12 de out de 2011

Ereção

Eu aqui falando de coisas de homens e eis que me vem à mente uma das que é a mais tipicamente “coisa de homem”. Estou falando da ereção.
Bom, vou dispensar a frescura e as formalidades, e falar de forma simples e direta.
Ereção é coisa de homem. E, geralmente, é bem vinda e motivo de alegria e prazer. No entanto há momentos em que ela ocorre, que nos causa desconforto e constrangimento. Claro, se não ocorre quando se espera, também causa frustração para o casal, e constrangimento para a maioria de nós, homens.

Algumas coisas nos provocam o erguimento do membro fálico. Quase todas elas estão ligadas à excitação sexual.
Ouvir obscenidades, beijos quentes, carícias ousadas, uma bela mulher empenhada em nos provocar são alguns motivos provocadores de ereção, no caso bastante esperada e desejada.
Uma mulher bonita que passa provocativa; a lembrança de uma boa aventura sexual; recados obscenos; aquela colega de trabalho, gostosa, que inesperadamente nos aborda no meio da tarde, cheia de segundas intenções. Esses são outros motivos que podem levar ao intumescimento. Ler de contos e ver filmes eróticos e/ou pornográficos também pode causar o inchaço da glande. Tem ainda a boa e natural ereção causada para conter a urina, quando a bexiga quer expulsar e não temos como promover a liberação (fato que faz com que acordemos com paudurânça quase todas as manhãs).

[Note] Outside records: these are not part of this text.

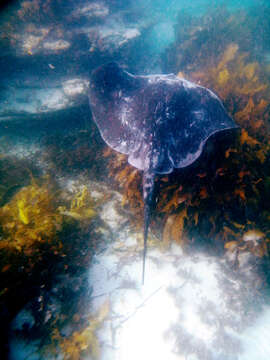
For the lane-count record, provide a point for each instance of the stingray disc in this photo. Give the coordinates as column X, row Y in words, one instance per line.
column 161, row 121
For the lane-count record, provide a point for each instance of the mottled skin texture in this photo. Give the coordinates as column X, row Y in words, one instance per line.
column 161, row 122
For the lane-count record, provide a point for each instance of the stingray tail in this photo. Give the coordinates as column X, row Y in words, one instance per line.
column 148, row 191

Todos esses são motivos ligados diretamente a sexualidade, ou defesa biológica. E é normal que os vasos sanguíneos e corpo cavernoso desse membro masculino sofram alterações em todas essas situações. Mesmo que, por vezes nos coloque em saia justa (Humm, se estou falando de coisa de homem, e não estamos na Escócia, melhor usar outra figura de linguagem. Que seja...), nos deixa de calça curta.
Até aqui nenhuma novidade, certo? E, mesmo nos momentos mais impróprios, quando ocorre pelos motivos supramencionados, é aceita com certa naturalidade.

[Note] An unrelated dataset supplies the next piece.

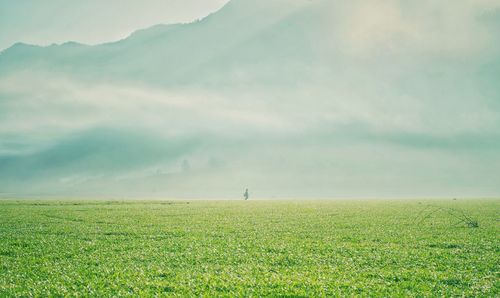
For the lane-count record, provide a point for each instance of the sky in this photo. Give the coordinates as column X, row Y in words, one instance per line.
column 289, row 98
column 91, row 21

Há porém uma situação, em se tratando de eventos relacionados à paudurescência, que é incomodo, desconfortável, indesejado, sem propósito, descabido, fora de contexto e idiota. Mas bastante recorrente (estou sendo redundante para tentar aproximar do quão desagradável a situação é).
Estou falando das ereções homéricas que nos acomete quando estamos na platéia de uma aula, palestra, seminário, apresentação e alhures, e que a coisa está insuportavelmente chata, causando aquela sonolência quase incontrolável. Ficamos lá, sentados, não conseguindo ouvir nada que a pessoa está dizendo ou mostrando. Lutando heroicamente para não sermos vencidos pelo sono e, para piorar muito, nós homens temos que conviver com potentes ereções. Daquelas que todos aqueles e-mails chatos, que lotam nossas caixas de entrada, prometem nos vender.
Vocês, mulheres, não tem idéia do que seja isso. Se o evento enfadonho for longo, e a sonolência não for passageira, o pobre cidadão sairá do auditório sem ter captado nada que possa ser útil em sua vida, pois estava praticamente dormindo, e com uma possível dor. Sim, dor mesmo, pois não estou falando de uma ereçãozinha qualquer. Não se trata de ficar meia-boca, como dizem. E sim, doe.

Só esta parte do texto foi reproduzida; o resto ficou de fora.